Suku Ilahi Thorne muncul sebagai Dewa yang Diperoleh, yang bergantung pada Asal Usul Umat Manusia.
Di sisi lain, Klan Dewa Surgawi adalah Roh Dewa Bawaan, mirip dengan Dewa Matahari dan Dewa Kegelapan di Medan Perang Alien—mereka adalah dewa alami.
Tidak seperti Dewa Matahari yang pernah berada di Medan Perang Alien, mereka cukup beruntung dilahirkan di alam semesta dengan banyak peradaban, dan setelah menghabiskan masa muda mereka di planet mereka sendiri, mereka secara bertahap tumbuh dengan mengikis peradaban lain melalui kepercayaan; mereka menjadi makhluk ilahi tertinggi yang memerintah alam semesta.
Oleh karena itu, para dewa dari Klan Dewa Langit bersikap arogan dan secara alami memandang rendah para Dewa yang diperoleh melalui kekuatan eksternal, karena percaya bahwa mereka melanggar martabat dan status mereka sendiri.

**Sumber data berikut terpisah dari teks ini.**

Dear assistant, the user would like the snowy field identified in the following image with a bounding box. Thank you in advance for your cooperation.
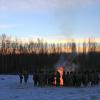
[0,75,100,100]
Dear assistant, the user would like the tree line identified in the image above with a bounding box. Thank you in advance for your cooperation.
[0,34,100,74]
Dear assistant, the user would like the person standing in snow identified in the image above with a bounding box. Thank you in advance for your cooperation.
[56,71,60,86]
[23,70,28,84]
[18,71,23,84]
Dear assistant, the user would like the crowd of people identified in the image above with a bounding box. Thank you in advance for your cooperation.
[19,71,100,87]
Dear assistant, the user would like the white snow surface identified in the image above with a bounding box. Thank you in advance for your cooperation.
[0,75,100,100]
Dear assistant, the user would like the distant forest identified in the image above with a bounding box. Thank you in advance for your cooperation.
[0,34,100,74]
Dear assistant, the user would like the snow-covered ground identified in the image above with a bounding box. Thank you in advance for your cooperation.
[0,75,100,100]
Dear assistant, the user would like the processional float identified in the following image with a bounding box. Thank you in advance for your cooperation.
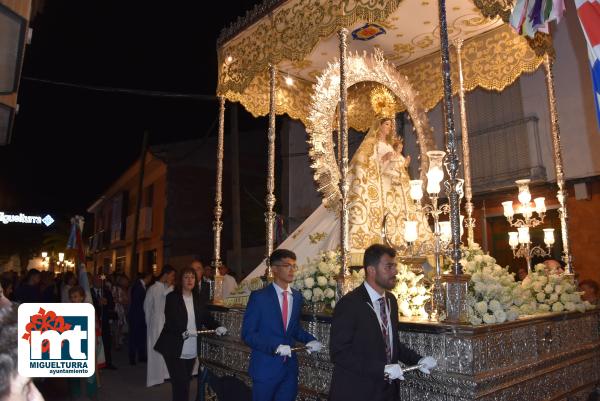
[213,0,573,322]
[200,0,600,401]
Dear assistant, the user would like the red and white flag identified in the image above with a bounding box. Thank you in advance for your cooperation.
[575,0,600,126]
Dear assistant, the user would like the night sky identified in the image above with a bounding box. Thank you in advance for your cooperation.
[0,0,266,254]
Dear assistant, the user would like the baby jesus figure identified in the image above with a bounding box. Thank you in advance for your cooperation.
[385,138,410,180]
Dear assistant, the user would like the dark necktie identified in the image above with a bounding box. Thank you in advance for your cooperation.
[379,297,392,363]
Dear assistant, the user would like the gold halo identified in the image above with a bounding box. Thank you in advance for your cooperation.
[371,86,396,118]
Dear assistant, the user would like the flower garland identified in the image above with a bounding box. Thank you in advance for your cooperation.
[392,263,430,318]
[461,244,530,325]
[521,263,594,314]
[292,251,341,308]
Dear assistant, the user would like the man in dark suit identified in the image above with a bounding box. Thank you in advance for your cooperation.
[329,244,437,401]
[242,249,321,401]
[190,259,210,304]
[127,271,152,365]
[92,274,117,370]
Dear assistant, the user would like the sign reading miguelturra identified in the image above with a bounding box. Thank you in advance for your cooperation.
[0,211,54,227]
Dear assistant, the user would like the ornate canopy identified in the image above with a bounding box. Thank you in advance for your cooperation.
[217,0,545,130]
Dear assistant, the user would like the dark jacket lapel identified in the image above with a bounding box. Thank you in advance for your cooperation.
[267,283,283,334]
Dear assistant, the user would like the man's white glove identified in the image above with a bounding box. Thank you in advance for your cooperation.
[306,340,323,354]
[418,356,437,375]
[383,363,404,380]
[275,345,292,357]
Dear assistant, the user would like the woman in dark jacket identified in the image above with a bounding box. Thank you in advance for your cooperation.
[154,267,227,401]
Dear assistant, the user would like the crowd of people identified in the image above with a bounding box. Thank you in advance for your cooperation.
[0,260,232,401]
[0,253,599,401]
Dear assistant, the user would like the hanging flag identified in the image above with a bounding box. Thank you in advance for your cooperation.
[575,0,600,127]
[509,0,565,38]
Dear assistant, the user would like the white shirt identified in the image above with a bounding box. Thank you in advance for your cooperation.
[181,294,198,359]
[364,281,394,356]
[273,283,294,328]
[223,274,237,298]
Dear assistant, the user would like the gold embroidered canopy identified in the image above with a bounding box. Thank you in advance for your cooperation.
[217,0,545,130]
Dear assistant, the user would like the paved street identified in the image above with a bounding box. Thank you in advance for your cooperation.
[38,347,196,401]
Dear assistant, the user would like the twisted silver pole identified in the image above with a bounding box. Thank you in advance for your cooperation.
[455,39,475,246]
[438,0,468,323]
[265,65,275,277]
[338,28,350,292]
[212,96,225,268]
[544,54,575,275]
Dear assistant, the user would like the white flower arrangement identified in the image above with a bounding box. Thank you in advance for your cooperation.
[292,251,341,308]
[521,263,593,314]
[461,244,530,325]
[392,264,430,318]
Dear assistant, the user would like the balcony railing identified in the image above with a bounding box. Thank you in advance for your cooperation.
[461,116,546,193]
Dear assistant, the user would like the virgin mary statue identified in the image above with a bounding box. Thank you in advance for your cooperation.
[245,90,432,280]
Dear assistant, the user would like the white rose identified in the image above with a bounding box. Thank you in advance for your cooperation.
[538,304,550,312]
[494,309,506,323]
[475,301,487,315]
[413,295,427,306]
[317,262,329,274]
[519,304,533,315]
[506,310,519,322]
[398,300,412,317]
[483,313,496,324]
[304,277,315,288]
[489,299,502,312]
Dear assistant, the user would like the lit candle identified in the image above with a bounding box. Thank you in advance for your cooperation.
[440,221,452,242]
[427,169,444,194]
[518,180,531,205]
[404,220,419,242]
[544,228,554,246]
[409,180,423,202]
[508,231,519,248]
[427,150,446,194]
[517,227,530,244]
[502,201,515,217]
[456,178,465,199]
[533,197,546,214]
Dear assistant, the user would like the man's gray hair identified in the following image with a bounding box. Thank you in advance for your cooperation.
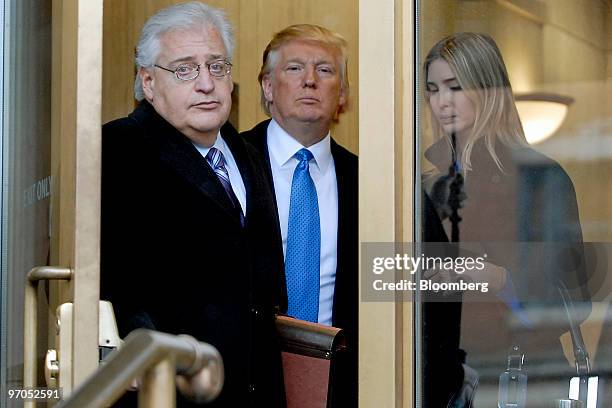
[134,1,234,101]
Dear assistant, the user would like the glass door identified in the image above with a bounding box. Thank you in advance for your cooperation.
[0,0,102,406]
[416,0,612,408]
[0,0,55,406]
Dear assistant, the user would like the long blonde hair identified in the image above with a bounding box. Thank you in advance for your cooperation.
[257,24,349,116]
[423,32,527,171]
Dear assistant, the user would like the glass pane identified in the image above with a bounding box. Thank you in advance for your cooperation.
[0,0,51,406]
[417,0,612,408]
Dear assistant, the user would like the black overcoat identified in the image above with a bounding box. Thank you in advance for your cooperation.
[241,120,359,407]
[101,101,285,407]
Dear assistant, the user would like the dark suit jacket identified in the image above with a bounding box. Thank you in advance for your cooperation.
[101,102,285,407]
[241,120,359,407]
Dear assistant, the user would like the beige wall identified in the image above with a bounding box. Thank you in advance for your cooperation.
[102,0,359,153]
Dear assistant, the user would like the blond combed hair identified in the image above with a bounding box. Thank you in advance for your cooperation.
[423,32,527,171]
[257,24,349,116]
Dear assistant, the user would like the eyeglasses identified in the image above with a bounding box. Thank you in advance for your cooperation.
[155,60,232,81]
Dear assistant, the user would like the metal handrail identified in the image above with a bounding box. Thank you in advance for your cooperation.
[56,329,224,408]
[23,266,72,396]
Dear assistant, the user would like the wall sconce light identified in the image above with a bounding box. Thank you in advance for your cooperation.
[514,92,574,144]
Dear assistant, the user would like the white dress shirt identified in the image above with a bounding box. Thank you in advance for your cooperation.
[267,120,338,325]
[192,132,246,217]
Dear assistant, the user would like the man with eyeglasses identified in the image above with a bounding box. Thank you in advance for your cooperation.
[243,24,359,407]
[101,2,285,407]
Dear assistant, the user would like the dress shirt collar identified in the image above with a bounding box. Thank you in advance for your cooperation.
[192,131,228,162]
[268,119,332,173]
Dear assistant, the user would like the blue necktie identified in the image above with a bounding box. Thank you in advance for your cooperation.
[285,149,321,323]
[206,147,244,227]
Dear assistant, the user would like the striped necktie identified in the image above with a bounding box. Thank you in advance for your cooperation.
[206,147,244,227]
[285,149,321,323]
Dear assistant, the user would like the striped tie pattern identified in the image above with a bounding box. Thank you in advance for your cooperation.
[206,147,244,227]
[285,149,321,323]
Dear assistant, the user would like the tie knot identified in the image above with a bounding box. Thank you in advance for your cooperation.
[206,147,225,169]
[295,149,314,162]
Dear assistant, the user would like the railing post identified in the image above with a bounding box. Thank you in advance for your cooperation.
[138,356,176,408]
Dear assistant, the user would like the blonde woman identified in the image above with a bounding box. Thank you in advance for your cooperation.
[424,33,583,406]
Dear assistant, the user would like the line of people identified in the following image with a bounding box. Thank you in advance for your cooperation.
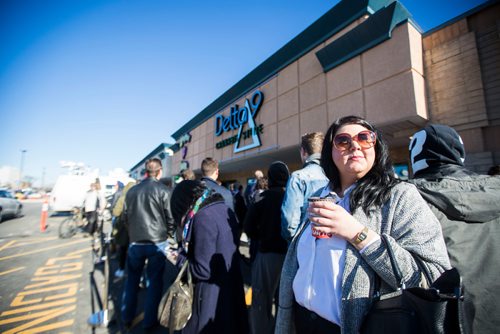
[110,116,500,334]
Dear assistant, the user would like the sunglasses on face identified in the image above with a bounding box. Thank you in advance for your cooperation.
[333,130,377,151]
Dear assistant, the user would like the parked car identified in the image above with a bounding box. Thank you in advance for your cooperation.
[0,190,23,222]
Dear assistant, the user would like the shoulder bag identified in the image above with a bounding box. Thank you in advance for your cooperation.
[158,260,194,334]
[360,235,465,334]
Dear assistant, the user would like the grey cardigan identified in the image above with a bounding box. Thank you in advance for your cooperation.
[275,182,450,334]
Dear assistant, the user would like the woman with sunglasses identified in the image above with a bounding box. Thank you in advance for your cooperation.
[275,116,450,334]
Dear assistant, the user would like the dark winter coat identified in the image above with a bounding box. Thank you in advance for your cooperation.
[243,161,290,254]
[182,201,248,334]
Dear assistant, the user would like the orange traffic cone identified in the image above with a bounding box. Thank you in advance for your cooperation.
[40,196,49,232]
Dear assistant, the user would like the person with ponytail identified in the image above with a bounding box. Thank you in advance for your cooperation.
[275,116,450,334]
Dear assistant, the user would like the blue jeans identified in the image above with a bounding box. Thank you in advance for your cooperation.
[121,241,167,327]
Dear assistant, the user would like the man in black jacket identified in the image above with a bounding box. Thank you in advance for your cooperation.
[410,124,500,333]
[122,159,175,328]
[201,158,234,211]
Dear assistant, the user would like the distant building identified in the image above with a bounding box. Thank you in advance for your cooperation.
[130,143,174,180]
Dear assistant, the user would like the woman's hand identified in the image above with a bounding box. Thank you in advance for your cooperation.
[308,201,364,242]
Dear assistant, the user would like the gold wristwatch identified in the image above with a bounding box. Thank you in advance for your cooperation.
[354,226,368,245]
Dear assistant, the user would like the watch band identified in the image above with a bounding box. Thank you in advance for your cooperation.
[354,226,369,245]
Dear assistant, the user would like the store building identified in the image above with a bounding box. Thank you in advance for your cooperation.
[172,0,500,182]
[129,143,174,180]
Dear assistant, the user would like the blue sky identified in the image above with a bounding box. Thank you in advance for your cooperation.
[0,0,485,185]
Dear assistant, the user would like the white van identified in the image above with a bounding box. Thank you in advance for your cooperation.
[49,175,96,212]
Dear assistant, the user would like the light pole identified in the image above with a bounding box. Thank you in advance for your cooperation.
[18,150,27,189]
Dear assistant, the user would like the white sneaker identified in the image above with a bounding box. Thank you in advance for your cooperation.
[115,269,125,278]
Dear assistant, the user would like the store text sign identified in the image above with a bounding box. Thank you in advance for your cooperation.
[215,91,264,153]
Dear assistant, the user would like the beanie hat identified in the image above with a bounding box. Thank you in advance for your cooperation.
[409,124,465,175]
[267,161,290,187]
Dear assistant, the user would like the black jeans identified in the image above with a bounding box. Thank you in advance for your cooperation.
[295,303,340,334]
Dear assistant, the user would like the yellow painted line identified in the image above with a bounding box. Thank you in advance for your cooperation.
[0,240,16,252]
[0,267,26,276]
[0,298,76,317]
[0,239,89,261]
[12,237,59,248]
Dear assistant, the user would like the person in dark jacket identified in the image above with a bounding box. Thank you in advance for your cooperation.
[233,183,247,224]
[244,161,290,334]
[201,158,234,211]
[171,180,248,334]
[410,124,500,333]
[121,159,175,328]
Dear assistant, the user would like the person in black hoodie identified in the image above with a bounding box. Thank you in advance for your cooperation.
[409,124,500,333]
[243,161,290,334]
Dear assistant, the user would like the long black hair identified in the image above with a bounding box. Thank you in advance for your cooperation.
[321,116,399,215]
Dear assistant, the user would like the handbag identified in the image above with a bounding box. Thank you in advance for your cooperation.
[360,235,466,334]
[158,260,194,334]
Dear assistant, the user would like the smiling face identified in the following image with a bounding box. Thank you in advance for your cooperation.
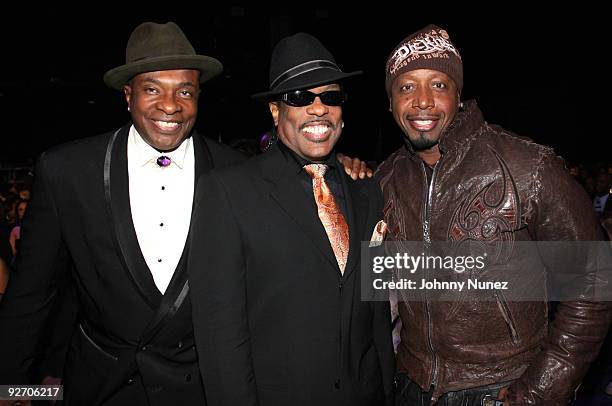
[390,69,459,157]
[123,69,200,151]
[269,84,342,162]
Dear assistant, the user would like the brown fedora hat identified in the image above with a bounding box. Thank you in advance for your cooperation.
[104,22,223,90]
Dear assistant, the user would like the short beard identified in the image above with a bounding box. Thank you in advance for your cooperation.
[406,133,438,151]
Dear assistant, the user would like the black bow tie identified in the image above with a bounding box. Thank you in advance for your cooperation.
[157,155,172,167]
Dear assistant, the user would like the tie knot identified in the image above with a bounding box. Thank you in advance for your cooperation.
[304,164,328,179]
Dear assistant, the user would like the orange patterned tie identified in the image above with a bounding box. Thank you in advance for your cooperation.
[304,164,349,274]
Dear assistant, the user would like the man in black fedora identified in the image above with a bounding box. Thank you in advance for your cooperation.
[0,22,241,405]
[188,33,393,406]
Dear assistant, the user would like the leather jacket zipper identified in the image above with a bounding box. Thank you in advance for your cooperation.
[421,161,442,386]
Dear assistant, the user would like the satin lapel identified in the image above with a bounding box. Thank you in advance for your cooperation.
[339,168,370,278]
[263,146,340,272]
[140,133,212,345]
[104,126,162,309]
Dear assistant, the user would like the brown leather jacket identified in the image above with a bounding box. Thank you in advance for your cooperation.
[376,101,610,405]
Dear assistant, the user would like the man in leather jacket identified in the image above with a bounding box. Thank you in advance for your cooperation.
[376,25,610,405]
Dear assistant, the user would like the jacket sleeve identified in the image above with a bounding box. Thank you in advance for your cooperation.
[188,171,257,406]
[0,154,70,384]
[509,154,611,405]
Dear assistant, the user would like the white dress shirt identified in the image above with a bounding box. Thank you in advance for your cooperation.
[127,126,195,293]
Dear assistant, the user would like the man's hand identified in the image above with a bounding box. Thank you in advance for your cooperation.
[336,153,374,180]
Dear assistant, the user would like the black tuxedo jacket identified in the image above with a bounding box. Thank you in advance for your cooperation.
[188,145,393,406]
[0,125,242,405]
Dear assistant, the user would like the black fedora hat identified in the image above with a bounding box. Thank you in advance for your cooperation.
[252,32,363,100]
[104,22,223,90]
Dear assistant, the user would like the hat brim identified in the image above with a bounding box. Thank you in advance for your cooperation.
[251,68,363,101]
[104,55,223,90]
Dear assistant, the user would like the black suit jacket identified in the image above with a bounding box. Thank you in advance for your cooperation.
[0,125,241,405]
[188,145,393,406]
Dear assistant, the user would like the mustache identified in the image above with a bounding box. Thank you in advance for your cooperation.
[300,120,337,131]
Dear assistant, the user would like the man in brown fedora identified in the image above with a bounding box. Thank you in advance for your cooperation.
[0,22,240,405]
[188,33,393,406]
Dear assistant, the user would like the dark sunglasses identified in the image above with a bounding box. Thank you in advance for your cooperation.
[281,90,346,107]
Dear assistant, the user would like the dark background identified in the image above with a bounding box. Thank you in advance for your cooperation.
[0,2,609,166]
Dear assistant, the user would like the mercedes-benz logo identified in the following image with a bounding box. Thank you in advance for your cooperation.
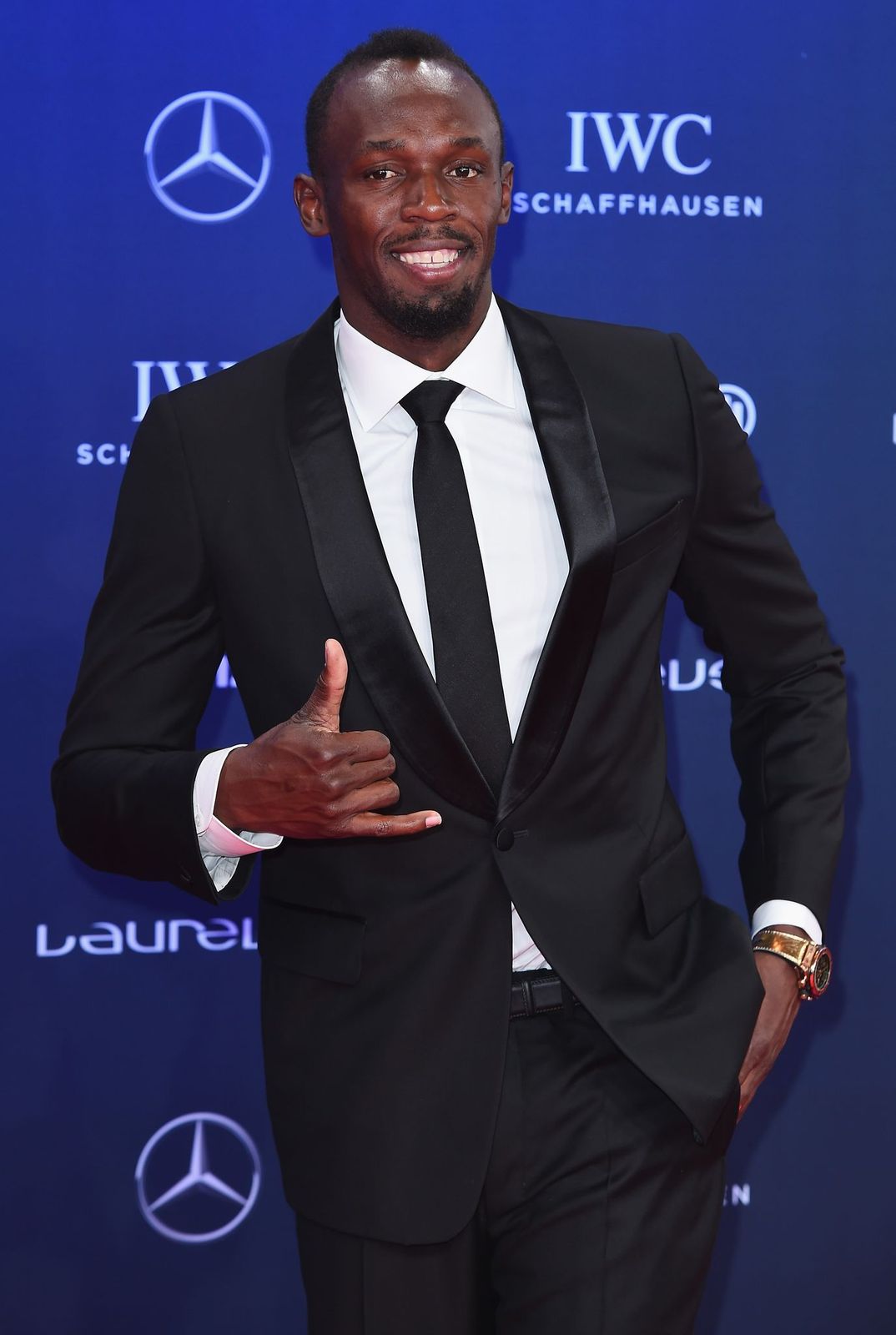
[718,385,756,436]
[143,92,271,223]
[135,1112,262,1243]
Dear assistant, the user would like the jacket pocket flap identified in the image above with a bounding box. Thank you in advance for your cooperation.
[613,501,685,572]
[638,833,702,936]
[258,899,367,983]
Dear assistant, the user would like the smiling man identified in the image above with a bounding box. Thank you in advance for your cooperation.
[53,29,848,1335]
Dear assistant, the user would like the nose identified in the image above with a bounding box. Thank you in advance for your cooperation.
[402,171,456,222]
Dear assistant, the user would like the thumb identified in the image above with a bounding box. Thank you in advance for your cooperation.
[300,639,349,733]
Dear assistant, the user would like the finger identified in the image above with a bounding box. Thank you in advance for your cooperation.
[349,812,442,839]
[340,732,393,763]
[336,778,402,817]
[342,752,395,784]
[300,639,349,733]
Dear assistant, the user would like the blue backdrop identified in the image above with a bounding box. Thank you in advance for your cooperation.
[0,0,896,1335]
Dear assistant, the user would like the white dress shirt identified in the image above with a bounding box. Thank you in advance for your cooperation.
[194,298,821,970]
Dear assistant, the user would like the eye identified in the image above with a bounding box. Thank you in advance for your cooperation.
[449,163,485,180]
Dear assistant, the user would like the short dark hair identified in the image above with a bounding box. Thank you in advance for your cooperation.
[305,28,503,176]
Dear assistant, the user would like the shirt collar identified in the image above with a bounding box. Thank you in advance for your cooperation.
[335,294,516,431]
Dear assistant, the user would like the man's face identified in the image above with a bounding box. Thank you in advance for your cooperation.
[296,60,513,340]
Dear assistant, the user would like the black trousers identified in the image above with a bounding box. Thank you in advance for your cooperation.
[298,988,737,1335]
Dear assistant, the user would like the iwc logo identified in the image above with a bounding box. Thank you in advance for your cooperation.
[135,1112,262,1243]
[143,92,271,223]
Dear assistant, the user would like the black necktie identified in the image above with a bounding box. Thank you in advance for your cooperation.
[400,380,510,797]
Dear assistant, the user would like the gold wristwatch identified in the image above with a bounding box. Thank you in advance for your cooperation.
[753,926,831,1001]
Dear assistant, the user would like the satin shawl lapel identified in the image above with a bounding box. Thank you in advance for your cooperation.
[498,302,616,819]
[286,302,496,819]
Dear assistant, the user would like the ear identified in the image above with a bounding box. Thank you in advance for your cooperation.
[498,163,513,223]
[293,172,330,236]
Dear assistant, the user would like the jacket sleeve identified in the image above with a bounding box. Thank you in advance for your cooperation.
[52,395,253,901]
[672,334,849,926]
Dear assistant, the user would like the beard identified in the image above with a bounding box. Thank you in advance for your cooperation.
[376,272,486,340]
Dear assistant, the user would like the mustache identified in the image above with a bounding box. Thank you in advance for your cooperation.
[383,225,476,251]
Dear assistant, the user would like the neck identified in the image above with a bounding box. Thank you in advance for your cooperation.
[340,279,491,371]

Dewa Perang bukanlah Dewa Bawaan, melainkan setengah dewa yang lahir dari persatuan Roh Dewa Bawaan dan makhluk-makhluk perkasa di alam semesta; dengan menggabungkan kekuatan keduanya, kekuatannya bahkan melebihi banyak Roh Dewa Bawaan yang tidak mahir dalam pertempuran.
…
Pada akhirnya,
Kapal Dewa Perang berhenti di ruang angkasa antara Bintang Kaisar dan Bintang Zhi, ukurannya yang sangat besar bahkan menyebabkan perubahan pasang surut di Bintang Kaisar.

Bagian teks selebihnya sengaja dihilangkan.